米国のニューヨーク近代美術館(MOMA)など国内外で多くの美術館や博物館の設計を手掛けてきた。京都国立博物館(京都市東山区)の別館「平成知新館」のオープンを9月に控えるが、「この建物はまだ完成していない」と語る。背後には「展示する中身が入ってこそ完成する。器となる建物が重要なのではない」との信念がある。

知新館の設計を依頼されたのは16年前。MOMAなどと並行して取り組んできた。「ニューヨークの建物は太陽に向かうヒマワリのように高々と隆盛し、京都は岩に苔(こけ)がむすように低く町家が並んでいる」と両都市の対照的な印象を振り返る。

谷口吉生が手掛ける建築で最も重要なテーマが「調和」だ。敷地や周囲の建物、土地の歴史といった「街との調和」、そして美術館、博物館は展示品の背景であるべし、という「展示品との調和」の2つを意味する。

知新館で「まずこだわったのが入り口の軸」。
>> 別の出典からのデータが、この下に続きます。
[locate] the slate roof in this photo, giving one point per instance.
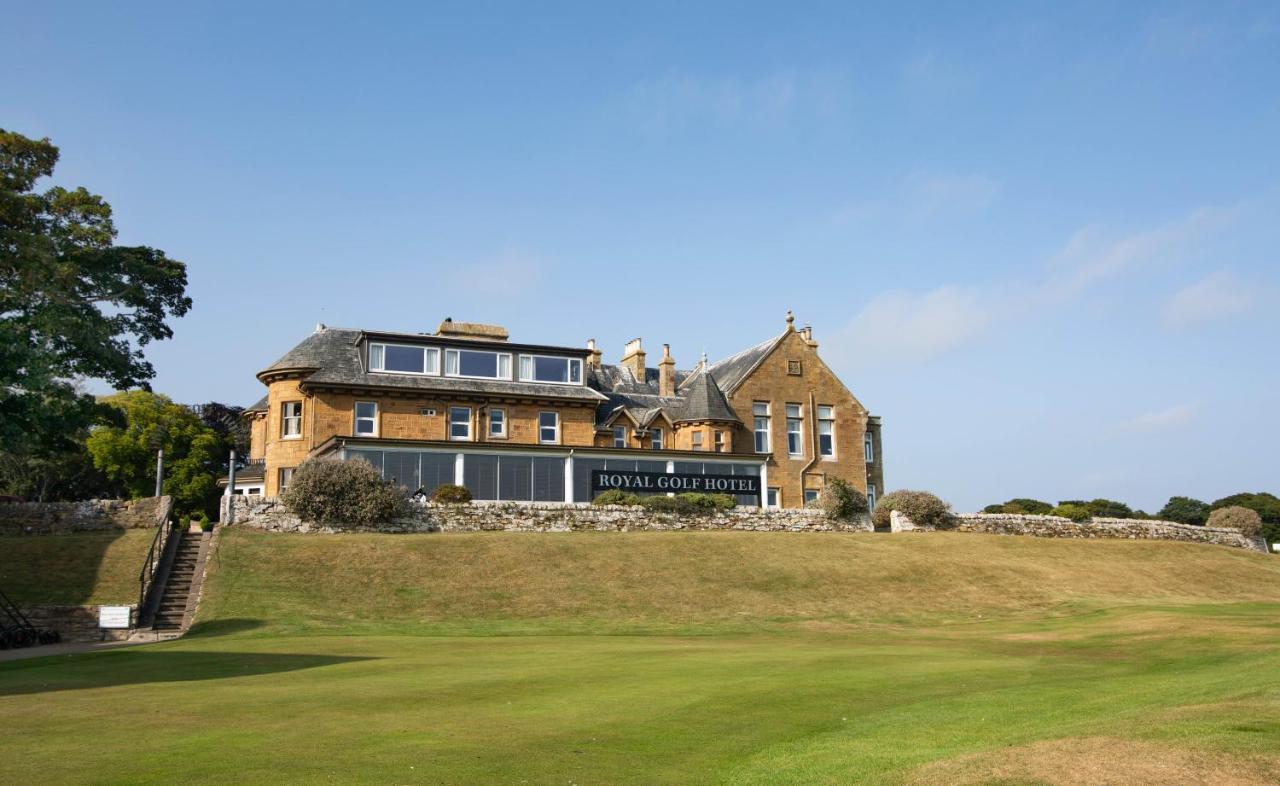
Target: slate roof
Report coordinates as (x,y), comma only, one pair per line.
(334,356)
(732,370)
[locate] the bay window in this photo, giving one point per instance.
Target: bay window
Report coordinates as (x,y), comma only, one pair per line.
(402,359)
(291,420)
(476,362)
(560,370)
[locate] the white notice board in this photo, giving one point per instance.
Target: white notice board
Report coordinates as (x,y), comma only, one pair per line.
(113,616)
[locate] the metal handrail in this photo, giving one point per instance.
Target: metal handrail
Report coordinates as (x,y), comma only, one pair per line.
(149,566)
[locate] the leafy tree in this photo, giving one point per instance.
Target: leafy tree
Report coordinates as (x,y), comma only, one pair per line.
(1020,505)
(1266,506)
(72,302)
(1184,510)
(127,455)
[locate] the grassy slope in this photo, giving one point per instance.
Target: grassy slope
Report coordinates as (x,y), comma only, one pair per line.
(828,659)
(85,567)
(703,581)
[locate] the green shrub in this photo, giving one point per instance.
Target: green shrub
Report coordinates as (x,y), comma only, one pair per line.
(451,493)
(1184,510)
(923,508)
(1237,517)
(616,497)
(343,492)
(1074,511)
(1020,506)
(661,503)
(841,501)
(708,502)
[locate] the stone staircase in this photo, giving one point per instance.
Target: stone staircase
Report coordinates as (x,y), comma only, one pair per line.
(181,585)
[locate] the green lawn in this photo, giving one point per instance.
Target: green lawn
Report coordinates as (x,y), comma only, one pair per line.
(83,567)
(740,658)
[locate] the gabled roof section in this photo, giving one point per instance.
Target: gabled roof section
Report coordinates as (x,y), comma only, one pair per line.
(732,370)
(703,400)
(333,356)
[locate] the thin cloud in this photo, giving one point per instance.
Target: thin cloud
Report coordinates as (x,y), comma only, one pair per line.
(1215,297)
(676,100)
(1165,420)
(904,328)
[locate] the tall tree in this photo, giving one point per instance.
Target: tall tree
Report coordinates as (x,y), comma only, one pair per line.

京博の南門から入って北へ進むと入り口に。その直線をそのまま南へ延長すれば三十三間堂の南大門につながる。「本館と池を結ぶ東西の軸がもともとあった。碁盤の目状に成立した平安京の歴史を考え、自然と南北の軸を意識した」

建設中、谷口が入り口に設定した場所からは、豊臣秀吉が開いた方広寺の古い門跡が見つかった。谷口の意図が古くからの都市づくりにかなっていたということだろう。
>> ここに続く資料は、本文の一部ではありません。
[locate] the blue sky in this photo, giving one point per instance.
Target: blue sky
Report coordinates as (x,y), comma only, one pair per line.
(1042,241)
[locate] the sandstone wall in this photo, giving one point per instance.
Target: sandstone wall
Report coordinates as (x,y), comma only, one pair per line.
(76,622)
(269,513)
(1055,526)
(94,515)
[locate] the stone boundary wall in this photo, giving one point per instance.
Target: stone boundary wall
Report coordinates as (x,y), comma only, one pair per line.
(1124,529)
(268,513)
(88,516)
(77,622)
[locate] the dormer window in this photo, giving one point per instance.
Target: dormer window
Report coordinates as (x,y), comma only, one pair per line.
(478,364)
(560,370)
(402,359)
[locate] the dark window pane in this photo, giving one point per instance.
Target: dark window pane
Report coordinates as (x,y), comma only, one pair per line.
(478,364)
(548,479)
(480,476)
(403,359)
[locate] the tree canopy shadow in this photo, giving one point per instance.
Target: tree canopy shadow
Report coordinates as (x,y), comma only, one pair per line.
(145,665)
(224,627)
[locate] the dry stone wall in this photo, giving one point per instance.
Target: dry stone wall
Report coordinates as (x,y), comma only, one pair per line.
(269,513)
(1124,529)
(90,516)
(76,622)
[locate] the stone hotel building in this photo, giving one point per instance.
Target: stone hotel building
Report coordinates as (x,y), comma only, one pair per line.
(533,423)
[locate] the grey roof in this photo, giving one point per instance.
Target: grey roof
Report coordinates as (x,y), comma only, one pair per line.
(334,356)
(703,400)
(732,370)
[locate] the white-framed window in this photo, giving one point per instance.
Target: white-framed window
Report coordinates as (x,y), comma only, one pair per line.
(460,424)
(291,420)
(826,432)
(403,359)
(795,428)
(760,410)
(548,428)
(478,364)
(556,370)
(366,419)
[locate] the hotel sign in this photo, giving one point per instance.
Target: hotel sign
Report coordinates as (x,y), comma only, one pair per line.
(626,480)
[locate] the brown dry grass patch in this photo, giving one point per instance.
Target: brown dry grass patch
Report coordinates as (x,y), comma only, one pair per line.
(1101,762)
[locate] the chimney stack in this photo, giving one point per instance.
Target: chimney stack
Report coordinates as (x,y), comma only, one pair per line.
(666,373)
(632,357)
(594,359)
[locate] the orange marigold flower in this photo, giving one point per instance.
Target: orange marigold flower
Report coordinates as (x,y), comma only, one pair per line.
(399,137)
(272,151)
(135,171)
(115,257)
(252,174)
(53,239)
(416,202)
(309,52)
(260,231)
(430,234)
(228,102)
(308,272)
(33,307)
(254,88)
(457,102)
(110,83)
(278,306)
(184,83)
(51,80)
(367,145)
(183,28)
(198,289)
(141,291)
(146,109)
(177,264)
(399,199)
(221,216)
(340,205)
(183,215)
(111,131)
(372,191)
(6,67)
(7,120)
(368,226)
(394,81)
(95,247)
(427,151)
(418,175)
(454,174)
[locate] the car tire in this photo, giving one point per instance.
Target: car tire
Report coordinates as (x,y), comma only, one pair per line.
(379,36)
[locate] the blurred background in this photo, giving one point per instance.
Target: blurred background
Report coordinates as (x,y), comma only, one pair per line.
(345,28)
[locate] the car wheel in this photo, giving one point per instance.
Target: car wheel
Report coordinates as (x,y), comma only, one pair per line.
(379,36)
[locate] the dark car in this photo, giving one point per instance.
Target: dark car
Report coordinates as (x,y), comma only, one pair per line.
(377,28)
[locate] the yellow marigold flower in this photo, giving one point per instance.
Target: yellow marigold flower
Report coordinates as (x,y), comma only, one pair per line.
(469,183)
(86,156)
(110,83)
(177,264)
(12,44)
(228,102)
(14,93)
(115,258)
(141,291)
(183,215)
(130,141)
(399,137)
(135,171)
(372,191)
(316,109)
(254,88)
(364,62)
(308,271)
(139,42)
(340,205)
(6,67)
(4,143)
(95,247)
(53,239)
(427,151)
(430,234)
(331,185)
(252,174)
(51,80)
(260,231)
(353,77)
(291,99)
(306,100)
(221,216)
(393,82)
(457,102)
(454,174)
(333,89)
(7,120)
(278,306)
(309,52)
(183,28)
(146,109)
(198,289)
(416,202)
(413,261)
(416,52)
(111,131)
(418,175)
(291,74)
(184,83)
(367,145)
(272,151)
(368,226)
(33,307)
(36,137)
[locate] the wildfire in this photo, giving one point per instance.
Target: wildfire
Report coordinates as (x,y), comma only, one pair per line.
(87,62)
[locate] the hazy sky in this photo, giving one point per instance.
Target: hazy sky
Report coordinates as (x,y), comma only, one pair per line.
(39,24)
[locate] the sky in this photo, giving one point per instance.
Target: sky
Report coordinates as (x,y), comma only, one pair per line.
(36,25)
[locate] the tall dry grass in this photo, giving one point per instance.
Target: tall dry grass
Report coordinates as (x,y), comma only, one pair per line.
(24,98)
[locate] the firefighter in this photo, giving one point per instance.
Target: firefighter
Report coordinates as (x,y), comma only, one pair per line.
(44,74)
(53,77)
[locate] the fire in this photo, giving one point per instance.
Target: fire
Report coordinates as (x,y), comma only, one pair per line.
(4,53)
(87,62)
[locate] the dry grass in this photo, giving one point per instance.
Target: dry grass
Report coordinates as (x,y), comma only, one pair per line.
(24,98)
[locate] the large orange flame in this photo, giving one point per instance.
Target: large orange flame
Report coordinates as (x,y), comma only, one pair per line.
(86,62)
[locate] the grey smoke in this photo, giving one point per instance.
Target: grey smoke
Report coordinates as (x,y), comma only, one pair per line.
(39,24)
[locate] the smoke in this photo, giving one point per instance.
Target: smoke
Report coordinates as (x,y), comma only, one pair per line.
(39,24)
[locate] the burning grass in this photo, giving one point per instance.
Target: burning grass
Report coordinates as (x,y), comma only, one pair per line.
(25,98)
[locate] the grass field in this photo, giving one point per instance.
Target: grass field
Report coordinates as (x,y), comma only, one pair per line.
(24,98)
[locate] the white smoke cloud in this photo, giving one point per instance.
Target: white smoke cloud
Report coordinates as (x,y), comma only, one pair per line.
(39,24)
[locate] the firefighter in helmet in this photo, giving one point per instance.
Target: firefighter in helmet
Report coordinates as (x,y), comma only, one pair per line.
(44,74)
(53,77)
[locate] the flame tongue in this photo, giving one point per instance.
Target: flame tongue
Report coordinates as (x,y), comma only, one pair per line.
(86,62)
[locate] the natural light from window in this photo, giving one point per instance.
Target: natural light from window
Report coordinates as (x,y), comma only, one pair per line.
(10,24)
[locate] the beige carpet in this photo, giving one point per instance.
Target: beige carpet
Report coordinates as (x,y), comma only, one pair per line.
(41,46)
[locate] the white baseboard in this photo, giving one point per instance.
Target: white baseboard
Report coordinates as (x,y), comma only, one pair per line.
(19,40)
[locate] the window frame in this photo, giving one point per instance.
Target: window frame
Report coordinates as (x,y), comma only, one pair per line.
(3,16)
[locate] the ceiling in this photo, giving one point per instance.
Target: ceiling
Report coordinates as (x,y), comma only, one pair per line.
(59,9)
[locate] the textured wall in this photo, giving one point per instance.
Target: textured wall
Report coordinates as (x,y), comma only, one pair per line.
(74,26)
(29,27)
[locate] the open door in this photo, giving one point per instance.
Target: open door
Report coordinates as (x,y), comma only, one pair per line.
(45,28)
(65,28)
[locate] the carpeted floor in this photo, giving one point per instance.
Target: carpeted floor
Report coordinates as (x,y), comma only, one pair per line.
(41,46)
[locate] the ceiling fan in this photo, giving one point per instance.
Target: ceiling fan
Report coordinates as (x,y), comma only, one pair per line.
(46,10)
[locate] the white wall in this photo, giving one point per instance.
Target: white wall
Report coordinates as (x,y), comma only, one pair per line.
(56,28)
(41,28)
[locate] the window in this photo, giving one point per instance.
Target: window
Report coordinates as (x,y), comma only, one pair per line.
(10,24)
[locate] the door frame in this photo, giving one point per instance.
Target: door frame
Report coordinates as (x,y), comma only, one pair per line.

建物の非対称性や室内にさりげなく掛かるすだれなど、日本らしい要素をちりばめた。注目すべきは外光の取り入れ方だ。古くからある日本家屋はひさしで直射日光を遮り、地面に反射した光は障子を通して、さらに絞り込む。建物の外と内とで光の階調が生まれる。

「ニューヨークでは明と暗のコントラストがはっきりしていたが、京都はその中間をいかに形にするかが問われた」。ロビーには、ひさしを思わせる屋根を設置し、壁面の擦りガラスでさらに自然光を絞り込む。
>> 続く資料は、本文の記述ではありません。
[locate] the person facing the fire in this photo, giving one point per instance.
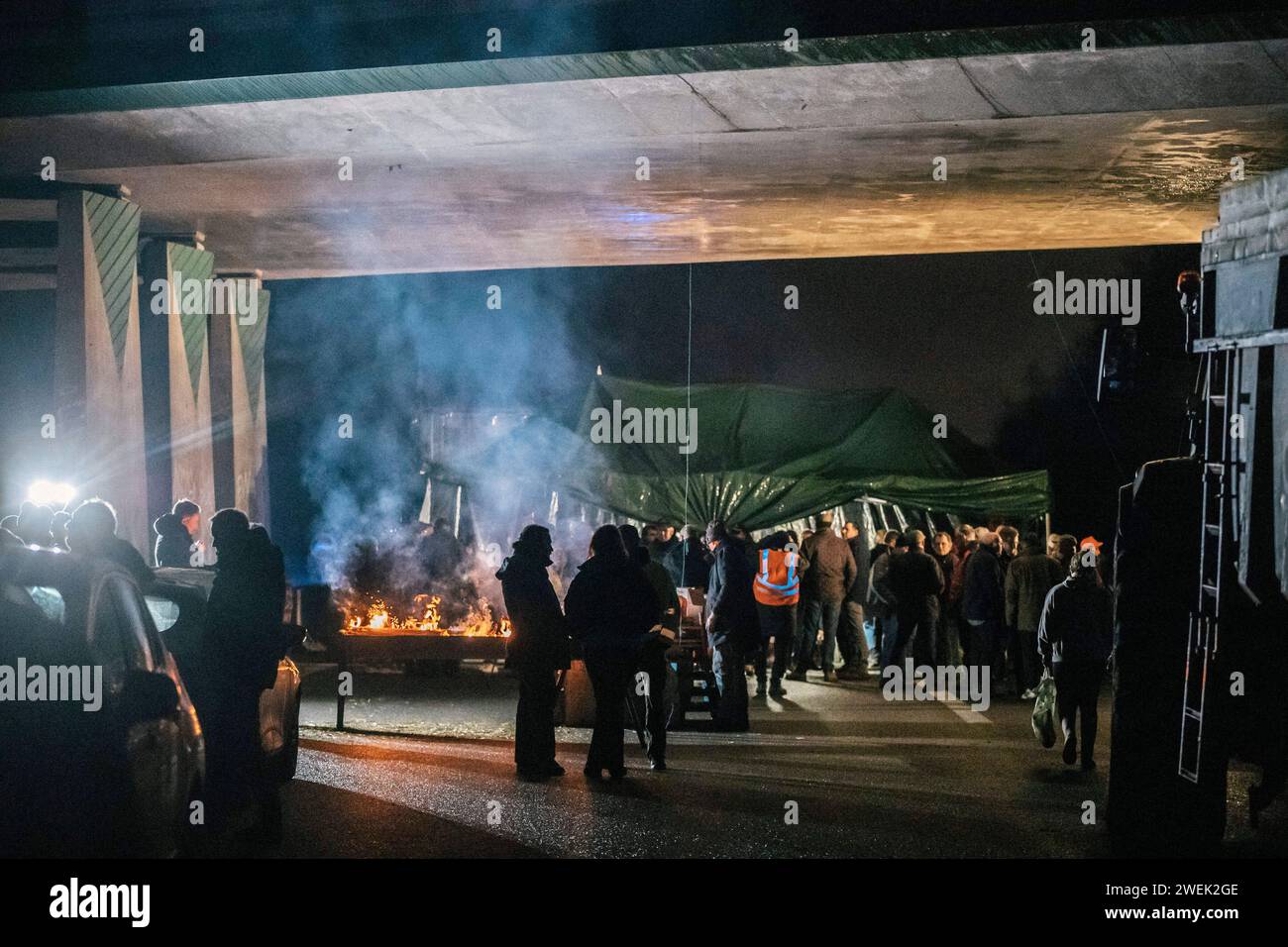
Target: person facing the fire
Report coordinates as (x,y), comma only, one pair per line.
(733,629)
(244,631)
(610,608)
(537,650)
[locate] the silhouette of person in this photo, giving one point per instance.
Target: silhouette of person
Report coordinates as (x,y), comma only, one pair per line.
(610,607)
(537,650)
(244,631)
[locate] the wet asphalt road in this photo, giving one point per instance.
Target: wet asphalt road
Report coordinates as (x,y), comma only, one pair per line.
(867,777)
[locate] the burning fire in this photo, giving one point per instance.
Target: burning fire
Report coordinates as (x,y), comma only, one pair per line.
(424,617)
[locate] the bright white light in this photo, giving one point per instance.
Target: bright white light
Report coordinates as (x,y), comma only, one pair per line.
(50,493)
ロビーは「何も展示しない、人間がゆっくりくつろげる空間」。展示品は壁を隔てた所に置く。日本的な陰影との調和を考え、展示品との調和にも心を砕く。美術品などは極力光に当たるのを避けて保存しなければならない。「なんといっても主役は美術品。そして美術品と人をどう結ぶか。建築は一種の創作物だが、理想を言えば消えてしまったほうがいい」と笑う。

現在、国内の様々な美術館で建築家による斬新なデザインが取り入れられている。地域の象徴として話題作りにもなるが、谷口はそうした建築とは一線を画してきた。

知新館では9月13日から開館記念展「京(みやこ)へのいざない」を開催する。伝源頼朝の肖像画など、京都が生んだ名品を並べる。現在、何も展示されていない館内は驚くほど質素だ。「建物が展示品の邪魔をしてはだめ。解説も少ない方が良い。情報を読むためではなく、モノをしっかりと見に来てほしい」と思いをこめる。

(大阪・文化担当 安芸悟)

 たにぐち・よしお 1937年、東京生まれ。慶応義塾大学工学部、米ハーバード大学建築学科を卒業。酒田市土門拳記念館(山形県)、東京国立博物館法隆寺宝物館(東京・台東)などを手掛ける。97年、MOMAの増改築計画の設計者に選ばれ、2004年に完成した。80年と01年、東博法隆寺宝物館などで日本建築学会賞を受賞。「趣味は建築。仕事が一番楽しい」と仕事一筋に打ち込んできたが、「時折ゴルフでリフレッシュ」する。